Economists might have to shoulder some of the blame for climate change being shoved off the local policy agenda. By focusing too much on what gets them excited, they neglected how to lead opinion.

Many around the world are still manfully pressing the case for action but, suddenly, more pressing threats are pushing climate change aside. Strategically, ISIS has loomed large and, economically, the threat of indefinitely weak global growth is taking up more leadership time. Climate change will have to fight hard for a share of policymakers' minds.

In Australia, the high point of community engagement seems to have passed. Ironically, if electors had voted for John Howard as Prime Minister in 2007, there would now be a fully fledged carbon trading scheme in place. Most likely, it would be having no discernible effect since low global growth and a surfeit of permits has rendered the price largely impotent as a constraint on carbon emissions but, for what it is worth, the policy framework would have been implemented.

Australia's policy response has been marred by an array of tactical missteps resulting in the currently unfilled void in which no-one has their preferred position.

The Rudd-Gillard governments were fond of referring to a market based scheme to deal with climate change. No doubt, they figured, a market based scheme would stand more chance of electoral support in much the same way as 'natural' is preferred to 'artificial'.

Opting for a market based model delighted economists proud of the elegance and proven policy success of their preferred approach. Officials in Treasury and influential economists outside government endorsed it enthusiastically.

As an environmental policy tool, the 'cap and trade' model had been deployed to help reduce acid rain in North America. Amendments to the Clean Air Act in 1990 aimed to halve emissions of sulphur dioxide by 2000.

There is an irony in the way attitudes to trading environmental permits have evolved. In the late 1980s, a cap and trade policy response was championed by conservative members of the US Congress as a market friendly approach but opposed by those on the left politically as a licence to pollute. By 2010, in the USA, the system was being referred to by the conservative side as "cap and tax" in a debate with echoes in Australia while its strongest advocates were on the left.

The changing attitude to the model arose because the role of the market was less important for the achievement of policy goals than the threat of a penalty if targets were not met.

For most policies where market based schemes could operate, direct action is preferred. Urination in public, for example, has been largely eradicated by a combination of social pressure defining what is right behaviour, publicly accessible toilets and the risk of arrest.
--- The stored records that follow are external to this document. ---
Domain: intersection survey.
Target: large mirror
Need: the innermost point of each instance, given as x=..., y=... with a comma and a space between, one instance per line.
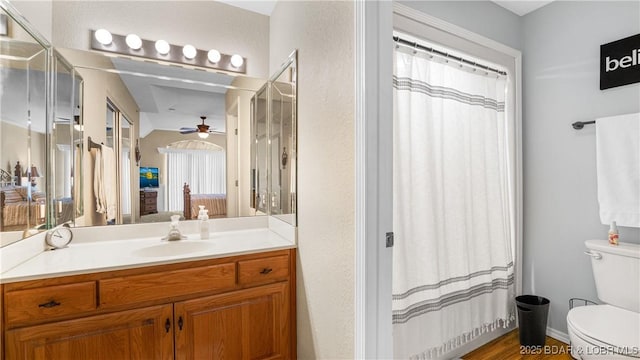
x=24, y=58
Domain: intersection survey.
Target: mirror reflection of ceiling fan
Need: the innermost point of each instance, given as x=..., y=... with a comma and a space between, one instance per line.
x=202, y=129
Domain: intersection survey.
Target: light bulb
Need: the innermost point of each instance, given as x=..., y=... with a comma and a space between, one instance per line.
x=214, y=56
x=133, y=41
x=103, y=36
x=237, y=60
x=162, y=47
x=189, y=51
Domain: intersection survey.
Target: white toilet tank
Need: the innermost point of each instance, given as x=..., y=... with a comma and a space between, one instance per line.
x=616, y=270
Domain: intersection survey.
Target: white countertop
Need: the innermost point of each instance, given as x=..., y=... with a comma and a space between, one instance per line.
x=109, y=255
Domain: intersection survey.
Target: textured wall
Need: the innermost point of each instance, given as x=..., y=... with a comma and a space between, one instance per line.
x=323, y=32
x=204, y=24
x=38, y=14
x=561, y=85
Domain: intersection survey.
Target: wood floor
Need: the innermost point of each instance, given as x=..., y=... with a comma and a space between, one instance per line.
x=507, y=347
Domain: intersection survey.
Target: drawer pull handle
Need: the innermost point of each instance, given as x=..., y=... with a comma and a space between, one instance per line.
x=50, y=304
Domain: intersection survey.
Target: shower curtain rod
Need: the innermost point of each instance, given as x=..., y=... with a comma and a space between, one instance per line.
x=414, y=44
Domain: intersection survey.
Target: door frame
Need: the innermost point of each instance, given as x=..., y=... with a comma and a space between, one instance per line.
x=374, y=166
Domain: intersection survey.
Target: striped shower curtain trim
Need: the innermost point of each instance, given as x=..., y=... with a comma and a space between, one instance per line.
x=423, y=307
x=452, y=280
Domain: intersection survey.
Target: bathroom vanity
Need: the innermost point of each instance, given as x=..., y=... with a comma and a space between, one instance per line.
x=229, y=297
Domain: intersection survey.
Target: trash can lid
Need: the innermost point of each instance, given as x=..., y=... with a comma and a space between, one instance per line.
x=607, y=324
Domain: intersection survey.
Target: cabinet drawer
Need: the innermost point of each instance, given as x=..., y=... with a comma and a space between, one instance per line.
x=165, y=285
x=263, y=270
x=46, y=303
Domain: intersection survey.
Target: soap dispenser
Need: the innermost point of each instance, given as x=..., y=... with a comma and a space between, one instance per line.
x=203, y=222
x=613, y=233
x=174, y=232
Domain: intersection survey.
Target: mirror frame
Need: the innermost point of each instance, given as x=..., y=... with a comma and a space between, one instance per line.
x=29, y=29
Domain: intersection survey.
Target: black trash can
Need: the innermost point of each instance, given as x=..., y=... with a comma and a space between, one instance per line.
x=532, y=319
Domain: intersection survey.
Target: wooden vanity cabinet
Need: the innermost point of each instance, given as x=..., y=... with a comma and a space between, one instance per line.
x=132, y=334
x=230, y=318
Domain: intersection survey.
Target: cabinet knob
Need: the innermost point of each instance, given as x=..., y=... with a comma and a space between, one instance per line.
x=49, y=304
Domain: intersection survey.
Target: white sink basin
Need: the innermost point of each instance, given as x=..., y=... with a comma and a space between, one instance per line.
x=173, y=248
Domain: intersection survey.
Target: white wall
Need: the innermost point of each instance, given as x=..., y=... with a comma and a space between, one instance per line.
x=561, y=85
x=323, y=31
x=38, y=14
x=203, y=24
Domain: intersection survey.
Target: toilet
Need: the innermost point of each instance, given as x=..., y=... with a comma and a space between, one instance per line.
x=610, y=331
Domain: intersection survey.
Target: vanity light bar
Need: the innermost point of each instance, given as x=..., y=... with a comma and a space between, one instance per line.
x=175, y=54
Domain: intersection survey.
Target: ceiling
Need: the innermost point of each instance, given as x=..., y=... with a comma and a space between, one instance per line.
x=171, y=97
x=521, y=7
x=265, y=7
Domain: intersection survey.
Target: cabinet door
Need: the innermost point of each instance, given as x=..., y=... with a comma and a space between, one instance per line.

The economists' solution, of course, would have been to give everyone the right to urinate in the street. Those who preferred not to could have sold their right to those who wanted to retain the option.

Most people would probably characterise giving anyone such a right as an absurd example but it makes the point. If we want to get rid of anti social activity, the most direct route is to simply legislate against it by making the legal threat sufficiently real to scare perpetrators into changing their behaviour.

The urination model helps to illustrate another shortcoming of the cap and trade approach. If everyone starts with a right to misbehave, there is no reduction in the quantity of bad behaviour. The market itself offers no solution. Without a direct intervention to cut back on the incidence of the activity, the cap and trade model fails.

At the heart of the cap and trade model is a decision about how much is going to be tolerated. Cap and trade allows some bad behaviour just not as much as would otherwise have occurred. If no amount of bad behaviour is deemed acceptable, cap and trade probably has no role.

The 'cap' is more important than the 'trade'. Without direct intervention involving some form of dictated behaviour reinforced by a state-threatened punishment, the policy would be largely ineffective.

Australia's climate change policy discussion was sidetracked into the niceties of how carbon should be priced. The argument was dominated by the influence of an economic model which proved to be a distraction and a misadventure for all involved.

In Europe, where the model was adopted more than a decade ago, weak economic activity led to low demand for pollution credits. Issuing more of them added to the market weakness. Actual carbon prices and the resulting economic incentives will depend on an array of influences in much the same way as prices are set in any other commodity market.

A carbon pricing regime applying to power plants will be no different to the effect of iron ore prices on steel producers. There can be no guarantee, if steel industry profitability is the goal, of that being achieved. Nor, as we are seeing presently, can there be any guarantee that iron ore producers can sustain their businesses. The market mechanism allows outrageously high and unsustainable prices while, at other times, excess supply.

North America's acid rain problem was solved by mandating controls. The role of the market was a clever overlay to gain acceptability for the policy and, in some cases, ease the pain of compliance.

Bill Shorten has promised to return climate change to the Australian political agenda. He would be advised to keep the economists in the background so opinion can be mobilised by once again focusing on the costs, the ultimate goal of the policy and, if he dares, what punishments he intends imposing.